UPDATED 15:46 EDT / NOVEMBER 01 2011

NEWS

Gerald Kleyn in theCube on HP’s Labs Discovery at Project Moonshot Press Event

Dave Vellante and John Furrier interviewed Gerald Kleyn, Program Director, Hyperscale Engineering, about how HP’s Lab Discovery assists customers when it comes to partner’s new solutions and chips. He’s speaking after the press gathering involving HP’s Project Moonshot. The initiative involves low-power chips that will bring server-scale and enterprise chips not only into the cloud, but add responsible green engineering that will lower costs and energy consumption.

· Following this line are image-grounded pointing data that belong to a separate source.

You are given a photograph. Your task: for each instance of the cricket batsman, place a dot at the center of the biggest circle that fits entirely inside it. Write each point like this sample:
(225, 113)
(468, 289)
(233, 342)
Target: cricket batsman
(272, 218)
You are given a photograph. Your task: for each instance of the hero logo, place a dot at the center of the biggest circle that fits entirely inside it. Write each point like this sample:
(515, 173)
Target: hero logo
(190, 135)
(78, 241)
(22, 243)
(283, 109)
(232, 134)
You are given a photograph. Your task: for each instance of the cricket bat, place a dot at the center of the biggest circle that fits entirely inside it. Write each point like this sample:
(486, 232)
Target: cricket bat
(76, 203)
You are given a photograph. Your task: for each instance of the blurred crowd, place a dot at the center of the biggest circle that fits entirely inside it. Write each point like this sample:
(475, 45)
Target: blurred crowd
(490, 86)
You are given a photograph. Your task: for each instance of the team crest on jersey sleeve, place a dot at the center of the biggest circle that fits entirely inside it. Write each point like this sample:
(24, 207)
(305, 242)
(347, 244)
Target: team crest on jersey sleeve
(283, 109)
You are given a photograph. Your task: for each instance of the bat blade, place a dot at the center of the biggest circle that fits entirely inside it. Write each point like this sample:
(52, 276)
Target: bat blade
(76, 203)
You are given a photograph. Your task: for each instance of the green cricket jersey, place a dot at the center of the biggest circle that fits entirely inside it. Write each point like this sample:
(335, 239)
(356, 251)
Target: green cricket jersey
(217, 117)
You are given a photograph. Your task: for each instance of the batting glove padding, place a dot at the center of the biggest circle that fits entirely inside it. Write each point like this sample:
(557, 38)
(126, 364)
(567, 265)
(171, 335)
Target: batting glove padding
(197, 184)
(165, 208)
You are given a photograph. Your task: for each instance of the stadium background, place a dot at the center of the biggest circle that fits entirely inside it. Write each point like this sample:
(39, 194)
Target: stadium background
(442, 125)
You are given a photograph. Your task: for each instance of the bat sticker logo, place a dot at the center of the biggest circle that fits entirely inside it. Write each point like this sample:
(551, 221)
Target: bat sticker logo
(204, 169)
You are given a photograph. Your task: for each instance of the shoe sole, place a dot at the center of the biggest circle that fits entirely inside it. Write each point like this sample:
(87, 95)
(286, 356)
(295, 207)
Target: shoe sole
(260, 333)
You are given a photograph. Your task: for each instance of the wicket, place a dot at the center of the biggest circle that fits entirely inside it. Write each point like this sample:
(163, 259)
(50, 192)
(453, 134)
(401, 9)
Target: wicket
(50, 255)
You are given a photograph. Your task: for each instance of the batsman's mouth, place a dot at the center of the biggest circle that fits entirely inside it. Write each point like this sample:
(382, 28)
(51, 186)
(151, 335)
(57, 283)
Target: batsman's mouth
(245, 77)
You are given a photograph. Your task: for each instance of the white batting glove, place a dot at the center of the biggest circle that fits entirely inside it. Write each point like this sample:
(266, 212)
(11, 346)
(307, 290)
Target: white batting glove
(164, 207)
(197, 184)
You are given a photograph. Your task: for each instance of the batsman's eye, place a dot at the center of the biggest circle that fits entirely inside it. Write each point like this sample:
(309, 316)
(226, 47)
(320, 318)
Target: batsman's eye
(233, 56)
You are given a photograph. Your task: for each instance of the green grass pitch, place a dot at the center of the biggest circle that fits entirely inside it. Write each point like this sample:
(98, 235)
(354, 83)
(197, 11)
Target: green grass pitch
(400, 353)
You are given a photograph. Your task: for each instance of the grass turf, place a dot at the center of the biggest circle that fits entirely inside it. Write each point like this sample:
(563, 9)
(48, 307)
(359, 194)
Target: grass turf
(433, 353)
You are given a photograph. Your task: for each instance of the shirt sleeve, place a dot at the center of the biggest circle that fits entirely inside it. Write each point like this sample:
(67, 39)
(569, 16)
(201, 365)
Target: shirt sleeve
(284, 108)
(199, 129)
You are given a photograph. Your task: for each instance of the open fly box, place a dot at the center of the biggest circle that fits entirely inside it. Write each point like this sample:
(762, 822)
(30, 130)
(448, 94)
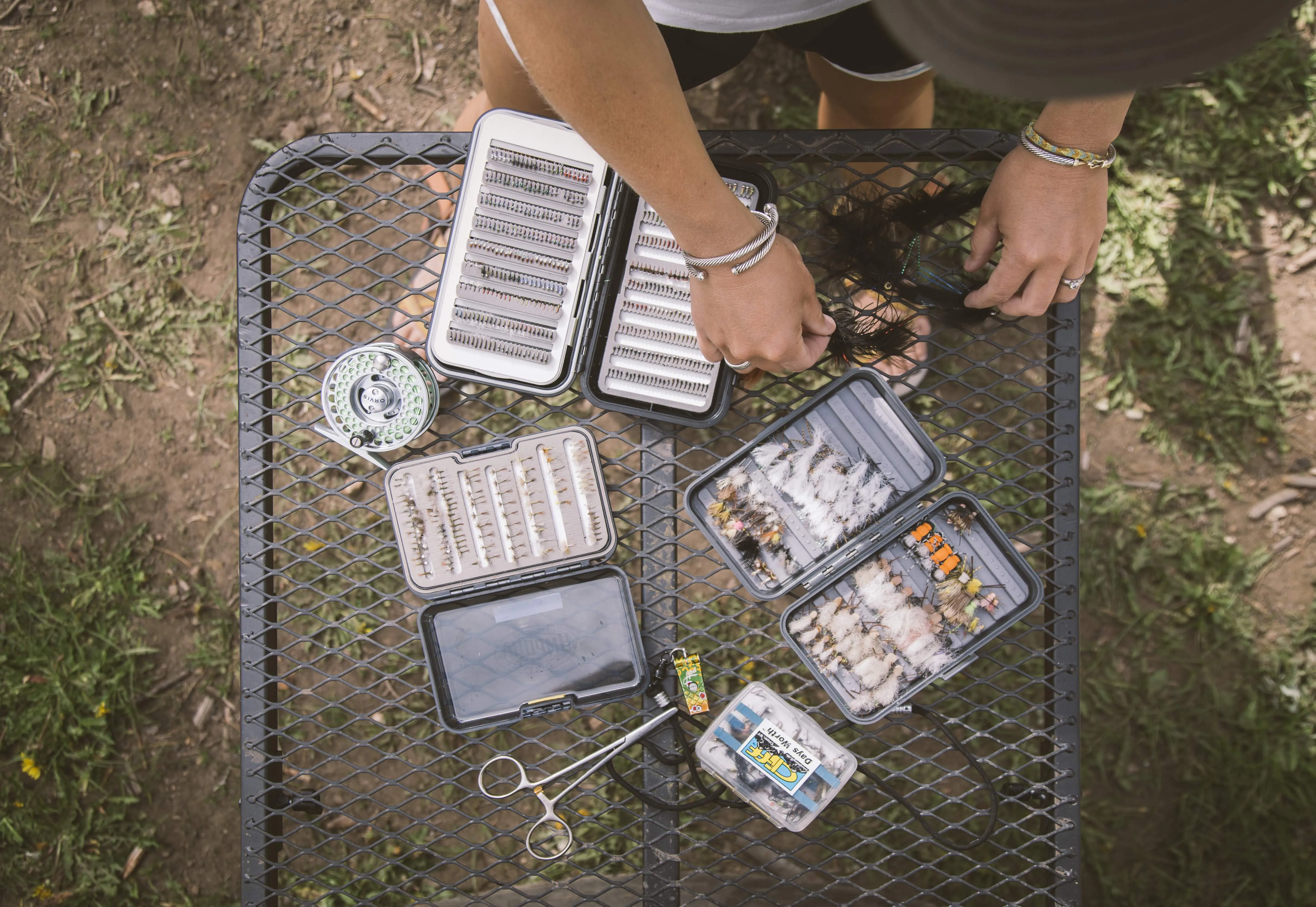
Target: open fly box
(831, 501)
(552, 258)
(510, 541)
(643, 353)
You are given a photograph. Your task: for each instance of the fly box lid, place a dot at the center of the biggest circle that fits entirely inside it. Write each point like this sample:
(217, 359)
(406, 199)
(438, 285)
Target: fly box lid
(905, 593)
(918, 605)
(534, 648)
(501, 513)
(865, 464)
(514, 298)
(644, 356)
(776, 758)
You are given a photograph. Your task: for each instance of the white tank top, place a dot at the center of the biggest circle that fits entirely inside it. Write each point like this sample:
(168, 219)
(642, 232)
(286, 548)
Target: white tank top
(741, 15)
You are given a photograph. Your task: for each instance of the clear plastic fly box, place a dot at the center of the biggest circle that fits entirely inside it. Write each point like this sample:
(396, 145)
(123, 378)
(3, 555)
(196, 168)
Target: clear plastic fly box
(832, 502)
(776, 758)
(510, 539)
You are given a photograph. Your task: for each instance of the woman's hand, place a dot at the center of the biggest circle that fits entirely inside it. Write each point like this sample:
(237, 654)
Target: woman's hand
(768, 315)
(1049, 220)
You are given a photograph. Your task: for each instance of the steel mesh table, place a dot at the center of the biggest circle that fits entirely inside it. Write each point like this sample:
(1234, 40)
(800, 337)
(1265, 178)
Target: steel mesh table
(352, 793)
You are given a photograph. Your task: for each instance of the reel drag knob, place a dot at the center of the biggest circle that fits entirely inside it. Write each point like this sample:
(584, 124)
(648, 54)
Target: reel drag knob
(380, 397)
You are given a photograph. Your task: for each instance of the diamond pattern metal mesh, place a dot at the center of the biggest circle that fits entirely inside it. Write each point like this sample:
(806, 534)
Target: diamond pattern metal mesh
(352, 793)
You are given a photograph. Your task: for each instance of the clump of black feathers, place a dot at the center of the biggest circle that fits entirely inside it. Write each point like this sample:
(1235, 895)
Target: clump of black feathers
(872, 242)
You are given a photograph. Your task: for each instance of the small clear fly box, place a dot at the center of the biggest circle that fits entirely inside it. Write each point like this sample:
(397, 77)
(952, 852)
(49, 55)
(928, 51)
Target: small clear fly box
(776, 758)
(831, 501)
(513, 302)
(510, 539)
(643, 355)
(536, 648)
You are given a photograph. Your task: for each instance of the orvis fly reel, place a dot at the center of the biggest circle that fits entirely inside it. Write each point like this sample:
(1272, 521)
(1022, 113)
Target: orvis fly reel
(380, 397)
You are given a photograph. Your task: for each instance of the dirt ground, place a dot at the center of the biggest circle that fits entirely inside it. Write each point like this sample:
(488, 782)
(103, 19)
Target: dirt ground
(193, 86)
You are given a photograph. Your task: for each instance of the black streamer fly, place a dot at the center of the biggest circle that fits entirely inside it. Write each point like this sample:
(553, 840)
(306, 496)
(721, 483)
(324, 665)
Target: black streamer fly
(877, 245)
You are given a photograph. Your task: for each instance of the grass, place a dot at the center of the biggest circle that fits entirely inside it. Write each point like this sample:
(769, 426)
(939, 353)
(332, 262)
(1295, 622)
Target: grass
(131, 316)
(1202, 165)
(145, 318)
(70, 673)
(1198, 769)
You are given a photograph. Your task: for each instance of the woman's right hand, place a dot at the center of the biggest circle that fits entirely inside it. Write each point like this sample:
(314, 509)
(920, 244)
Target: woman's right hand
(768, 315)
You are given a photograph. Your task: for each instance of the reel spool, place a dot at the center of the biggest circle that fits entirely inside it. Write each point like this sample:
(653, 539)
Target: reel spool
(380, 397)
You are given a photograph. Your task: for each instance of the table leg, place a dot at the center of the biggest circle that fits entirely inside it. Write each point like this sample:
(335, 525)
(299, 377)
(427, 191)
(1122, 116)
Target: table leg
(658, 625)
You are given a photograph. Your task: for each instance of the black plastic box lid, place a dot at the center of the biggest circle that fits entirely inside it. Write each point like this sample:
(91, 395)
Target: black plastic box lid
(619, 220)
(862, 415)
(1002, 570)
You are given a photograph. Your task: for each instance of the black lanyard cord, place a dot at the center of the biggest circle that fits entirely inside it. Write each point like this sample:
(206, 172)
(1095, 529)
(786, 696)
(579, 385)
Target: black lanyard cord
(710, 798)
(687, 758)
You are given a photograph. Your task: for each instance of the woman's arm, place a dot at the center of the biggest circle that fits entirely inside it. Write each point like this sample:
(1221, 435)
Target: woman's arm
(606, 70)
(1048, 218)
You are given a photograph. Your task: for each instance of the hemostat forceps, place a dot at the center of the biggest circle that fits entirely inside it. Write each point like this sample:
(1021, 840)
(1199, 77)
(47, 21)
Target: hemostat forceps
(551, 838)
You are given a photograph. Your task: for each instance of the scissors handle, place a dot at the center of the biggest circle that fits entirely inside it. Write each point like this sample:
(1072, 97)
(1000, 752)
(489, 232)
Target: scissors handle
(557, 844)
(523, 785)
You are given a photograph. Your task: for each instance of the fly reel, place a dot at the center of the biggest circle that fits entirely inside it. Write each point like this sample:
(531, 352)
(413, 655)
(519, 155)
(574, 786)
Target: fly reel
(380, 397)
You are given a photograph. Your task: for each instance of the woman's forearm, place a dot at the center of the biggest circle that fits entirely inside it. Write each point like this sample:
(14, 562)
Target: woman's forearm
(1090, 124)
(606, 70)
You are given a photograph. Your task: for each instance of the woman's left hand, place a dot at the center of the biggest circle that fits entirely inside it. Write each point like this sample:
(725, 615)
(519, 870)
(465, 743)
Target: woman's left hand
(1049, 220)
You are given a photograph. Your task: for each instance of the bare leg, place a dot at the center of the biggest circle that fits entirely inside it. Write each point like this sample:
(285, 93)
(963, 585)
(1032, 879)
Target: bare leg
(849, 102)
(506, 85)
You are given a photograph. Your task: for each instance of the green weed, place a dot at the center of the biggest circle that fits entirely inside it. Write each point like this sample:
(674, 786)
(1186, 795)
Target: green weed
(70, 675)
(1199, 781)
(18, 356)
(89, 105)
(147, 319)
(1199, 165)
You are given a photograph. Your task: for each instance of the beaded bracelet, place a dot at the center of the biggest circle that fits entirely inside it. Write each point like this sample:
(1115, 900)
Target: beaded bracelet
(1068, 157)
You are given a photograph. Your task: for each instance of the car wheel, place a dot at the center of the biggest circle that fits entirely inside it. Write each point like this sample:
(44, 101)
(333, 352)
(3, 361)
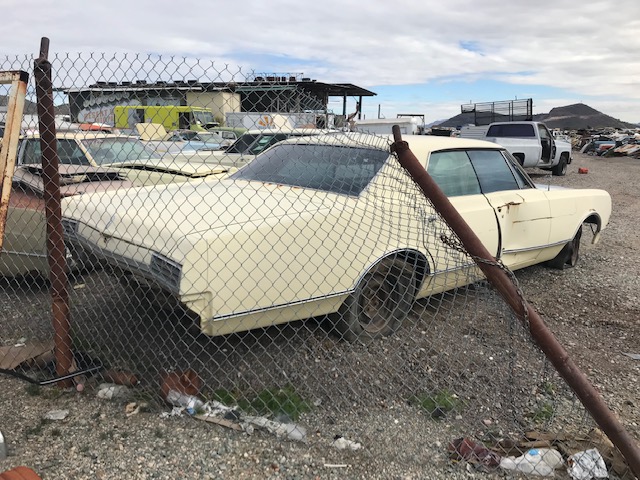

“What we’ve been doing with a lot of our Hyperscale customers since we’ve had that unit, is bring in some of our top customers and have them run unit tests against our servers,” Kleyn said. They then use that to tweak and prepare servers for future expectations. He’s hoping to open up the Discovery Labs for customers to come in and try different architectures, specially the low-power chips.

He says that they’ve been tuning traditional products for large scale customers already; and for projects like Redstone they’ve been coupling partners and the Pathfinder program to help tune and prepare the next solution set. It’s not about just throwing code out there, but bringing both customers and partners into the game and get the R&D into the field so that customers can understand how the product works.

Furrier asked about how customers get in on the Discovery Lab techniques. Customers can get into the lab by invitation through the marketing department.

The first Discovery Lab will be open in January in Houston; later in the year Kleyn expects it to expand worldwide.

“We have a very open environment that they can come in and register some time,” he says. “They can run their workloads, look at the power usage…”

He explains that it’s all about power. How variation in power will really drive this industry. That customers want to see how the results will affect their solutions in a real-world problem, not just on a single sever, or a small set; but they want to see an entire rack in operation with the solution running on it. The Discovery Lab will make this available for customer workloads and allow them to type of what kind of power solutions and infrastructure they need using the new HP low-power chips.

He says that especially with Redstone they’ve been seeing a demonstrably lowered power bill and a lot of good things coming out of their labs which is why they are so looking forward to opening it up to customers.

Over the next year, Kleyn expects to import further products into the lab and expand with even more partners. There may only be one program and lab to start, but slowly they’ll be building them out across the world as they expand.